Personal information
- Full name: Iker Losada Aragunde
- Date of birth: 1 August 2001 (age 25)
- Place of birth: Catoira, Spain
- Height: 1.75 m (5 ft 9 in)
- Position: Forward

Team information
- Current team: Betis

Youth career
- 2012–2019: Celta

Senior career*
- Years: Team / Apps / (Gls)
- 2018–2023: Celta B / 102 / (15)
- 2019–2023: Celta / 2 / (1)
- 2023–2024: Racing Ferrol / 42 / (9)
- 2024–: Betis / 10 / (0)
- 2025: → Celta (loan) / 12 / (1)
- 2025–2026: → Levante (loan) / 23 / (3)

International career
- 2019: Spain U18 / 6 / (1)
- 2019: Spain U19 / 2 / (0)
- 2024: Galicia / 1 / (0)

= Iker Losada =

Spanish footballer

Iker Losada Aragunde (born 1 August 2001) is a Spanish professional footballer who plays as a forward for club Real Betis.

==Club career==
===Celta===
Losada was born in Catoira, Pontevedra, Galicia. A RC Celta de Vigo youth graduate, he made his senior debut with the reserves on 2 December 2018, coming on as a late substitute for Dani Vega in a 0–0 Segunda División B away draw against AD Unión Adarve.

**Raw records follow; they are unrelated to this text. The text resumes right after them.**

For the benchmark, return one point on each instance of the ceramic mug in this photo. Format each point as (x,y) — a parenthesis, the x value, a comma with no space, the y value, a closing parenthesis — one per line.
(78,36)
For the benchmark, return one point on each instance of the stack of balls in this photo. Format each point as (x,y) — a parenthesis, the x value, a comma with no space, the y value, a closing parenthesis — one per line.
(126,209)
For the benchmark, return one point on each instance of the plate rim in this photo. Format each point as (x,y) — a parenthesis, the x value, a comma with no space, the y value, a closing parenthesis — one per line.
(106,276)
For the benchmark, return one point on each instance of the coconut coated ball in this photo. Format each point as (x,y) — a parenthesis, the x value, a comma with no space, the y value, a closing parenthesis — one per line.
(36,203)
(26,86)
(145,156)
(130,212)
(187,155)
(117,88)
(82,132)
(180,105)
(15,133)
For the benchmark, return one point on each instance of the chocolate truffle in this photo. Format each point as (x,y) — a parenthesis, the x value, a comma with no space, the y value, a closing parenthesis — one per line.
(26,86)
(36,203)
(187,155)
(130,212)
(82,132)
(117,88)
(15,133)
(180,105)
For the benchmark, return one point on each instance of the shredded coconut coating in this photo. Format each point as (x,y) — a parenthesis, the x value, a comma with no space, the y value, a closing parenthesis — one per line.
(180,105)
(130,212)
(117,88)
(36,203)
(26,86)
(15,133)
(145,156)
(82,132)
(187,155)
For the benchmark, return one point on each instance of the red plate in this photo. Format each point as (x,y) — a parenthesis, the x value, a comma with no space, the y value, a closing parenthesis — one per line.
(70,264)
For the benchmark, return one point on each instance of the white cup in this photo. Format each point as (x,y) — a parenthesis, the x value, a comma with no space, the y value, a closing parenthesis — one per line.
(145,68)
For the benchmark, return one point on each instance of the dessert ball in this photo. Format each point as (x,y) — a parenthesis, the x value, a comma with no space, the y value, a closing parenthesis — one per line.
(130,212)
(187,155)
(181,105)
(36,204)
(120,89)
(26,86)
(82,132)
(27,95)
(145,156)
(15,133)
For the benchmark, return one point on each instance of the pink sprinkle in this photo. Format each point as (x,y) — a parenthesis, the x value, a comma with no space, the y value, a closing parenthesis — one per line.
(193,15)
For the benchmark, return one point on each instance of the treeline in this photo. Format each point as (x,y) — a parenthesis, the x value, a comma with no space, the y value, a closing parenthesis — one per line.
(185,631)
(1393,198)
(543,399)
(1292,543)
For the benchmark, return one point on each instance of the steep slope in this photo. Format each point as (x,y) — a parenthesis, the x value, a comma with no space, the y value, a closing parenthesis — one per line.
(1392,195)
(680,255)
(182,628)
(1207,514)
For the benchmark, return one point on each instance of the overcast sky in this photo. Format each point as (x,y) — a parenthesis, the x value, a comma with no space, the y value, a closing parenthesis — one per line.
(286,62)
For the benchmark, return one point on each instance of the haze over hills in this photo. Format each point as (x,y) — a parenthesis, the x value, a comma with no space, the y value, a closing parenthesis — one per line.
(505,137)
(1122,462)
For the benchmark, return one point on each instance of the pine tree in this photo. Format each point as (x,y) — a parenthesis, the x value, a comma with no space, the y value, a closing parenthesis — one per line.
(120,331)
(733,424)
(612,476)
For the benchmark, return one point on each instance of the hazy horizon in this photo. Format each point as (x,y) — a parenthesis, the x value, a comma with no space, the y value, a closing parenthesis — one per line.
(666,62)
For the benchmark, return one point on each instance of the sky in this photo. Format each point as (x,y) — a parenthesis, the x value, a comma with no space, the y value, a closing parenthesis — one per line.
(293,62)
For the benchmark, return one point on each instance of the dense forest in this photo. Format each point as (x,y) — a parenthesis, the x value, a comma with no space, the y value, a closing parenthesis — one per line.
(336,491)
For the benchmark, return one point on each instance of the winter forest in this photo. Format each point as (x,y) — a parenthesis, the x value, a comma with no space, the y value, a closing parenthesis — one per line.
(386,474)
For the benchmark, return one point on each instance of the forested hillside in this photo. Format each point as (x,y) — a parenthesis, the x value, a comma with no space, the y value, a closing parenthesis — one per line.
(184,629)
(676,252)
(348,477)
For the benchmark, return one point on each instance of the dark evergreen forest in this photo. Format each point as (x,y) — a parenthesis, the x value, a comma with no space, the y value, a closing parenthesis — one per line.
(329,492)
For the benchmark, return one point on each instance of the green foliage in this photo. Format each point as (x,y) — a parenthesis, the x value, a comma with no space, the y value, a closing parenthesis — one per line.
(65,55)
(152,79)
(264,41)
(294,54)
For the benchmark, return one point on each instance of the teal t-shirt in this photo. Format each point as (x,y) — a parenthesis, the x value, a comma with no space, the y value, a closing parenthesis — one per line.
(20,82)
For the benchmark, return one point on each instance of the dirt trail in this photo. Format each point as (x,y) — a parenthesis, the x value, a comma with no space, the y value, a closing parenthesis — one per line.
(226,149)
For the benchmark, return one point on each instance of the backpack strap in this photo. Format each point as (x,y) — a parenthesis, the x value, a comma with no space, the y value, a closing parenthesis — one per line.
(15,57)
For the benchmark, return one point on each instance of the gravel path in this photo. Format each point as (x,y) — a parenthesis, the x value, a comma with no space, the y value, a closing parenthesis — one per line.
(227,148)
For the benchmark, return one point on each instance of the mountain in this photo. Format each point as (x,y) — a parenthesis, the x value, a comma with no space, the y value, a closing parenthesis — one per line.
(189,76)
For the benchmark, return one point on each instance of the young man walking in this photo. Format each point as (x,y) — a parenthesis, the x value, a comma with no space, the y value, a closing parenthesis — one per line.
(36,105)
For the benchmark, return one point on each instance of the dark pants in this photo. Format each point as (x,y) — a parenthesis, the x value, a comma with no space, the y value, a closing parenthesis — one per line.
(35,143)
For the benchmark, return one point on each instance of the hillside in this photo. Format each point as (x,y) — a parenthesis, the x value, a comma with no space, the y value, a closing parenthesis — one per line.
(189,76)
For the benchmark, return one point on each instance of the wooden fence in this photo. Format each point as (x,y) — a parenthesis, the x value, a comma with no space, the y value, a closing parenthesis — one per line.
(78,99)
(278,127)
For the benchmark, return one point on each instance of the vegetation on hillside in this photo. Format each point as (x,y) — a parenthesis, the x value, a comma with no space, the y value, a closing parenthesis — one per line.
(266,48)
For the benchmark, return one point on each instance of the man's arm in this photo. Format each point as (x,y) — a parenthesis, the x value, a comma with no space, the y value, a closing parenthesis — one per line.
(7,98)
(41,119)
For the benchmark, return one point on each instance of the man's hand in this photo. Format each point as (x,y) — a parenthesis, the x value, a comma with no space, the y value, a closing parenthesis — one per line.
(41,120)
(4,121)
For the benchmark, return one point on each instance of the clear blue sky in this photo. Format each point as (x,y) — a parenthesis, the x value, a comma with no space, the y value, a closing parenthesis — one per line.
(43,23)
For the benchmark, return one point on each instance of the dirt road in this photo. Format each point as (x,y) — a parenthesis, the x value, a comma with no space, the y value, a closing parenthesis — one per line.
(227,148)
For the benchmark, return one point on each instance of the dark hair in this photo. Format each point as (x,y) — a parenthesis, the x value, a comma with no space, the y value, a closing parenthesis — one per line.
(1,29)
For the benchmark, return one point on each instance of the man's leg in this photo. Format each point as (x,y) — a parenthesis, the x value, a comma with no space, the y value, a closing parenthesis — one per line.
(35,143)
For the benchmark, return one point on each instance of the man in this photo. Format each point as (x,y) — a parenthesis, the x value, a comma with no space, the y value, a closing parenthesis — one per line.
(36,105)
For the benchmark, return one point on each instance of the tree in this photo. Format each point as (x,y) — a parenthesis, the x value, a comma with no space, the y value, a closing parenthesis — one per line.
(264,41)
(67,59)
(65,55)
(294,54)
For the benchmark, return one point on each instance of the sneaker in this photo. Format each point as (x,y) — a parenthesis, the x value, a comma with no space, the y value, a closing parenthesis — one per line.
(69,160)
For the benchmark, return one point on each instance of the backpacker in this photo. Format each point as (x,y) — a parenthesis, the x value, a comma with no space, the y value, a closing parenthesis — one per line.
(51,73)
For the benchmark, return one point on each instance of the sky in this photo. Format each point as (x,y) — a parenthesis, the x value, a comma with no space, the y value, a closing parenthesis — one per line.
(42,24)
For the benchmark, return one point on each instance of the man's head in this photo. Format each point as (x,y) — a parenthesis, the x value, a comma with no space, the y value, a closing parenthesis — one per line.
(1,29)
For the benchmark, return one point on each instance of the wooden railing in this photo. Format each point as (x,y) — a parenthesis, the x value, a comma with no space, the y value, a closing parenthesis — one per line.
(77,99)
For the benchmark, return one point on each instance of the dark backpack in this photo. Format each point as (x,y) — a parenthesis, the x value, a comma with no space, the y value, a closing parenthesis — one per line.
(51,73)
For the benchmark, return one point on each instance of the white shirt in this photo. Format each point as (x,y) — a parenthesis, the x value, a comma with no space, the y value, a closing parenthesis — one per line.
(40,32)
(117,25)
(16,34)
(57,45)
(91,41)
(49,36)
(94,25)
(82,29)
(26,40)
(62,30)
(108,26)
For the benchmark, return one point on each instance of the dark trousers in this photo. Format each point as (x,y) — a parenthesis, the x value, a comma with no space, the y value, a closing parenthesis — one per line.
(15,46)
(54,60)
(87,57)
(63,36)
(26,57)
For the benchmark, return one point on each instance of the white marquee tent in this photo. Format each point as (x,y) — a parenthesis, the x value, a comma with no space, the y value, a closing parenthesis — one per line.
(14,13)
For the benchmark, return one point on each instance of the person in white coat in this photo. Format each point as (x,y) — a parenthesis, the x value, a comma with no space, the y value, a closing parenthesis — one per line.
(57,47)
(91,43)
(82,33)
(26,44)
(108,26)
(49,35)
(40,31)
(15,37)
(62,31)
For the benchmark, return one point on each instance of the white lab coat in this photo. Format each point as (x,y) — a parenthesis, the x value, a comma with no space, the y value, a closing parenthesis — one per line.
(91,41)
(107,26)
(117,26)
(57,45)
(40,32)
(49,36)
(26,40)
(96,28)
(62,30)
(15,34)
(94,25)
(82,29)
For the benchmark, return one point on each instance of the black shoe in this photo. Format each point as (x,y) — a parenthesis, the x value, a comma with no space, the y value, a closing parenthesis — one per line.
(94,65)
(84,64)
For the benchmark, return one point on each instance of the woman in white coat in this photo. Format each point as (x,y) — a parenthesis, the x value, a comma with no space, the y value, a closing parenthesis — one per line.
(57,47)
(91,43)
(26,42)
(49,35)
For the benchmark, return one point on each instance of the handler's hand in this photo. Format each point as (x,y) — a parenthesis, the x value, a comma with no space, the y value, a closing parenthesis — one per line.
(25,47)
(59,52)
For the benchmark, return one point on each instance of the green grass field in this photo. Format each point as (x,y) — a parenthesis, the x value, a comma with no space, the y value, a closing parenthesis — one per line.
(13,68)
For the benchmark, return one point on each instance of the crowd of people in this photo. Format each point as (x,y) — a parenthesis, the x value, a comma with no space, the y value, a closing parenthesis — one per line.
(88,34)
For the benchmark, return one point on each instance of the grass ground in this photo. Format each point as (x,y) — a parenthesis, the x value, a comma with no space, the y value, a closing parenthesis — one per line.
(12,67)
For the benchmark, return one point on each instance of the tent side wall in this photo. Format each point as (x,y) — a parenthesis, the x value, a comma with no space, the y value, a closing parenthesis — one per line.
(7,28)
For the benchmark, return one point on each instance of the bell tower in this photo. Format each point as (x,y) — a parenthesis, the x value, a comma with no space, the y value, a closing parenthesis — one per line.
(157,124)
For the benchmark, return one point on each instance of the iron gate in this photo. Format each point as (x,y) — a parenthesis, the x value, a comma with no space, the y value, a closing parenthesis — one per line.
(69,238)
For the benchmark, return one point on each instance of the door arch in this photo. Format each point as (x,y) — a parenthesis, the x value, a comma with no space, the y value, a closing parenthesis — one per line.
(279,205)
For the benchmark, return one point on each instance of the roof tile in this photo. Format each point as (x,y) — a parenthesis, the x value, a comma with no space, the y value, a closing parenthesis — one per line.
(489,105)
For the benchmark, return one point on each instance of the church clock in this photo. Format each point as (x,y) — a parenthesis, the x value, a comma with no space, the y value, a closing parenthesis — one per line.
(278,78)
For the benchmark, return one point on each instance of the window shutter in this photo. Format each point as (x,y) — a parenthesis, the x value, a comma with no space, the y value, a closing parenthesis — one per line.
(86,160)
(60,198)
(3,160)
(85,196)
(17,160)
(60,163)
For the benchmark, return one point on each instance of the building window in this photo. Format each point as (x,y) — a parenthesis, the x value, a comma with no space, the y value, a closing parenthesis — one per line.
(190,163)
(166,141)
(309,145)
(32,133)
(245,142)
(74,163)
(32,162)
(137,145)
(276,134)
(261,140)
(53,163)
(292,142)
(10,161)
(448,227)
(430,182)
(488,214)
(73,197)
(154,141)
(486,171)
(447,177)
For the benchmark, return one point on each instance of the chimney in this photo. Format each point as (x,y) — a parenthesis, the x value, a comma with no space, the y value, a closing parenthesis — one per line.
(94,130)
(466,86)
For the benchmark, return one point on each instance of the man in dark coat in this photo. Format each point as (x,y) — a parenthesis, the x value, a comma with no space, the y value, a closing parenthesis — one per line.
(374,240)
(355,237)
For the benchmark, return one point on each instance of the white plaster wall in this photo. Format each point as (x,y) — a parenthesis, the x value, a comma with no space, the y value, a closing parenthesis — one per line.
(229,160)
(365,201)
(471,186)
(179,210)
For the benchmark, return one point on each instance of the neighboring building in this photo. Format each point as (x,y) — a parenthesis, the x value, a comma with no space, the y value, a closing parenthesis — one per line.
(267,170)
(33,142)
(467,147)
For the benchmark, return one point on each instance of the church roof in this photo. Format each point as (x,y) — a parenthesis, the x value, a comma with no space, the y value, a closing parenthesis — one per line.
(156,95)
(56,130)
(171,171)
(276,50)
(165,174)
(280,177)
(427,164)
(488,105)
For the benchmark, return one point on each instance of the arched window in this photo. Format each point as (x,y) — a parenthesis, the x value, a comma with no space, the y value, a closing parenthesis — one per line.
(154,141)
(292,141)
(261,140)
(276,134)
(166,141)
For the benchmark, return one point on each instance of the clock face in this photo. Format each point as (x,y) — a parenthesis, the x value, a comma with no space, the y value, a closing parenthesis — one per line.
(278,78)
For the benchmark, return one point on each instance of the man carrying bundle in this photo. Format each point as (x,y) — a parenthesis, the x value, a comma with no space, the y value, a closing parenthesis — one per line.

Losada spent the 2019 pre-season with the first team, scoring a goal in a friendly match against 1. FC Union Berlin and becoming the first player of the 21st century to do so for the club. He made his professional – and La Liga – debut on 17 August; replacing fellow debutant Gabriel Fernández, he scored his team's only goal in a 1–3 home loss against Real Madrid.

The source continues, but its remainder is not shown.